| TÜRKÇE OKUNUŞ |
| 48. ünżur keyfe ḍarabû leke-l'emŝâle feḍallû felâ yesteṭî`ûne sebîlâ.
|
|
|
| DİYANET VAKFI |
| 48. Baksana; senin için ne türlü benzetmeler yaptılar! Bu yüzden, (öyle bir) saptılar ki, artık (doğru) yolu bulamayacaklardır.
|
|
|
| DİYANET İŞLERİ |
| 48. Sana nasıl misaller verdiklerine bir bak! Bu yüzden sapmışlardır, artık bir yol da bulamamaktadırlar.
|
|
|
| ELMALILI HAMDI YAZIR |
| 48. Bak senin için nasıl misaller verdiler de bu yüzden nasıl sapıklığa düştüler!

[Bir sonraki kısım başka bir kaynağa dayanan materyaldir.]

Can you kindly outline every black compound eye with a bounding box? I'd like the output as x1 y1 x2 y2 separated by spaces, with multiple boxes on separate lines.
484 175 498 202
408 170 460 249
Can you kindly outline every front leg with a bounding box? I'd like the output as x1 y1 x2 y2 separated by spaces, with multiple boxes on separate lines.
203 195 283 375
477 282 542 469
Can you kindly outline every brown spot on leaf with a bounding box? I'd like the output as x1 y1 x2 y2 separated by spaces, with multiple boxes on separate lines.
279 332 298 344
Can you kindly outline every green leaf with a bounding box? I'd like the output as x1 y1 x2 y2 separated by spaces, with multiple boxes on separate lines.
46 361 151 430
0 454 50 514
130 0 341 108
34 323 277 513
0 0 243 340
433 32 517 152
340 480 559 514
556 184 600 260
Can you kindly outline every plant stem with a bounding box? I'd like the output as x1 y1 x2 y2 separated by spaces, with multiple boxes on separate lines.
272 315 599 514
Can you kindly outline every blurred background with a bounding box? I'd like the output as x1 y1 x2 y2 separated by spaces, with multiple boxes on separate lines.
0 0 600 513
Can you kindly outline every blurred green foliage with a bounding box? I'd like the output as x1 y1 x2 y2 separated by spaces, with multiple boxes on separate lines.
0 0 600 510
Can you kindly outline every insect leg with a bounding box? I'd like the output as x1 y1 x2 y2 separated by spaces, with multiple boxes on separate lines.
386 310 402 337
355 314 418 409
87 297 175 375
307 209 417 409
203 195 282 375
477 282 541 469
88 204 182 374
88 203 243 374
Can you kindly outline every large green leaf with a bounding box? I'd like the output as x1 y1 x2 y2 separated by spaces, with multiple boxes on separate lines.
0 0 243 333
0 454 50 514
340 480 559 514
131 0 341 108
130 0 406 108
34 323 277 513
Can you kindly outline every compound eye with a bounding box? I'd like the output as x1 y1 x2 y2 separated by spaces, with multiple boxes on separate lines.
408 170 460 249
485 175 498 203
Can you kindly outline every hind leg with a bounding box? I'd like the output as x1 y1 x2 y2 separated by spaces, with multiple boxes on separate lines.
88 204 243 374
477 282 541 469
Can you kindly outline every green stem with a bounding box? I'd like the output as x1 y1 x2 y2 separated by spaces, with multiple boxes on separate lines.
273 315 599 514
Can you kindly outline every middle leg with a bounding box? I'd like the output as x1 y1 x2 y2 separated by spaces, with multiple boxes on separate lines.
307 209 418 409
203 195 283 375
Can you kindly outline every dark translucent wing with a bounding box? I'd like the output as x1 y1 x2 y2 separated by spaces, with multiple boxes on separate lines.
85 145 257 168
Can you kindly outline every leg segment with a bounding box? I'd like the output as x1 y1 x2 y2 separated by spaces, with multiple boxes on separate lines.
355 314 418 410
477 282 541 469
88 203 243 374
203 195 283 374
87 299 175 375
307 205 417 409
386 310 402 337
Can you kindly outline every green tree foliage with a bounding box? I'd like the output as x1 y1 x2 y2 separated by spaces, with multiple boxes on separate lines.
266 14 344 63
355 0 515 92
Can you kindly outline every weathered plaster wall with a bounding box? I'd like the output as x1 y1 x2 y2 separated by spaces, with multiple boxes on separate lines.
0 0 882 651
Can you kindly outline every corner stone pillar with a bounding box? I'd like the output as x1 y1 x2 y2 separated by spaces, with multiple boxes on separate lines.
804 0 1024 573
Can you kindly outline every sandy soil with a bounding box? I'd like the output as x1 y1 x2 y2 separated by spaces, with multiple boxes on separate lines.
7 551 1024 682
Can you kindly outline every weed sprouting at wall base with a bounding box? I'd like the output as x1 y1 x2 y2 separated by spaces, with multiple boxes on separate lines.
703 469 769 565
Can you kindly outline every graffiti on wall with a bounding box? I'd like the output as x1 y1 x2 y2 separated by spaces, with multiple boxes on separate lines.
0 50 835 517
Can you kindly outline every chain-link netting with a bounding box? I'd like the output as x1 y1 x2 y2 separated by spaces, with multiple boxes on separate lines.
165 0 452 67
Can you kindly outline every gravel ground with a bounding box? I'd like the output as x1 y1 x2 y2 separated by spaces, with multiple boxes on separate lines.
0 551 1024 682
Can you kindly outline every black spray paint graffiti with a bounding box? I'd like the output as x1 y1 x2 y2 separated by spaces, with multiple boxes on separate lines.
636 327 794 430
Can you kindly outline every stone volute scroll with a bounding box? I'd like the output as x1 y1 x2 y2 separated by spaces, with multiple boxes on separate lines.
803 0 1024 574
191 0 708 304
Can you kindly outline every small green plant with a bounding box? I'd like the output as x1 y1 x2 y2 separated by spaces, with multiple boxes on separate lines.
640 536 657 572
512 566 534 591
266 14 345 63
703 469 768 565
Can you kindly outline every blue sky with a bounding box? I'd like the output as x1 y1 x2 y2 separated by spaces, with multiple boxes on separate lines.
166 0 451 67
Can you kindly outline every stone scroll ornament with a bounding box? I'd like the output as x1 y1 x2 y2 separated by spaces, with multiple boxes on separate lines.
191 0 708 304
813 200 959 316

Artık hak yolu bulmaya güçleri yetmez.
|
|
|
| ABDULBAKİ GÖLPINARLI |
| 48. Bak da gör, sana nasıl örnekler getirip de saptılar ve artık bir yol bulmaya güçleri yetmeyecek onların.
|
|
|
| ALİ BULAÇ |
| 48. Sana nasıl örnekler vererek saptıklarına bir bak, artık onların bir yola güçleri yetmemektedir.
|
|
|
| SÜLEYMAN ATEŞ |
| 48. Bak, nasıl misaller verdiler (seni şa'ire, büyücüye, kahine ve mecnuna benzettiler) de şaştılar. Artık bir daha yolu bulamazlar.
|
|
|
| GÜLTEKİN ONAN |
| 48. Sana nasıl örnekler vererek saptıklarına bir bak, artık onların bir yola güçleri yetmemektedir.
|
|
|
| SUAT YILDIRIM |
| 48. Bak Resulüm, seni nelere kıyas ettiler (gâh şair, gâh büyücü, gâh kâhin, gâh mecnûn dediler) de nasıl dalâlete düştüler? Hem öyle sersemleştiler ki artık yol bulacak halleri kalmadı.